Костылин не двинулся с места. Ему многое нужно было сказать главному врачу: и то, что это не девушка, а чистое золото, и то, что она шла спасать его, Костылина, и если она погибнет, то он, Костылин, будет виноват в ее гибели, и тогда уж лучше погибнуть самому. Но слов не было, и Костылин стоял молча, крепко сжимая губы.
— Идите, — повторил врач.
— Не пойду я, — тихо оказал Костылин.
— Как не пойдете? — удивился врач.
Костылин молчал. Никаноров внимательно рассматривал его открытое, веснушчатое лицо с белыми бровями и большим лбом.
— Василий Иванович, — обратился Никаноров к проходившему мимо санитару, — выдайте этому молодому человеку халат и приспособьте к делу. А если будет лениться, окажите мне — тут же выставим наружу, — добавил он сердито.

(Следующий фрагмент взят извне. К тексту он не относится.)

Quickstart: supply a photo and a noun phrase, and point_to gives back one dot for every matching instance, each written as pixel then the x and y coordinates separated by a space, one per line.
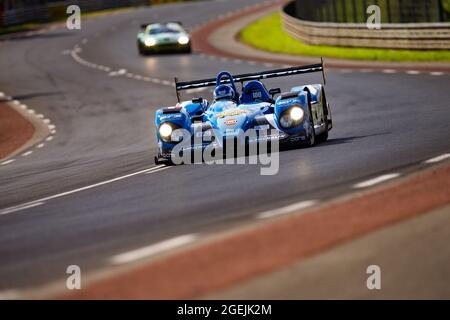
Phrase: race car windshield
pixel 162 30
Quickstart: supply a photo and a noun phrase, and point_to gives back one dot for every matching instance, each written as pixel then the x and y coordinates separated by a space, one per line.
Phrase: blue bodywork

— Не буду я лениться! — горячо воскликнул Костылин.
Никаноров и сам знал, что Костылян не будет лениться — сердитый тон был нужен лишь для того, чтобы у парня не разошлись нервы и он не заплакал при всех от благодарности.
В больнице работы было много. Костылин вместе с другими санитарами перетаскивал больных, разносил еду, помогал при перевязках. Только к полуночи поток пострадавших уменьшился и Костылину удалось пробраться в палату тяжелобольных к Зине.
Она была вся забинтована — бинты охватывали голову, половину лица, шею, кисти рук, грудь и ноги. У нее был жар, глаза блестели, на щеках проступал кирпичного цвета румянец.
— Ничего, Зина, все в порядке, — утешал ее Костылин, весело улыбаясь. — Я говорил с Никаноровым, он обещает, что скоро выздоровеешь.
— Ухо у меня отрежут, Сеня, — со слезами пожаловалась девушка. — На ноге два пальца отрежут…
— Чепуха! — возражал Костылин еще веселее. — Я сам слышал — не ухо, а кончик уха. Ты лучше расскажи, Зина, как ты свалилась.
— Ой, это такой ужас был, Сеня! Я даже не думала, что так бывает. Понимаешь, на вершине я не могла сделать ни шага, потом я упала, и меня несло, я за что-то цеплялась. И больше ничего не помню. — Она помолчала и закрыла глаза. Из глаз выкатилась слеза и поползла по щеке. — Это ты меня спас, Сеня, — сказала она тихо. — Не побоялся пойти один.
— Да подумаешь, большое дело! Ураган-то ведь кончался, — возразил он небрежно, стараясь не видеть ее слез.
— Совсем не кончался, а стал еще хуже, — настаивала она. — Я знаю, мне сестра говорила, да я и сама слышу, как он сейчас бушует! — Она снова помолчала. — Теперь мне ни танцевать, ни бегать, другие первое место возьмут по бегу.
Разговор утомил ее. Она снова закрыла глаза и прерывисто дышала. Потом из-под закрытых век опять покатились слезы.
— Буду теперь уродой. Ты теперь на меня, без уха, и смотреть не захочешь.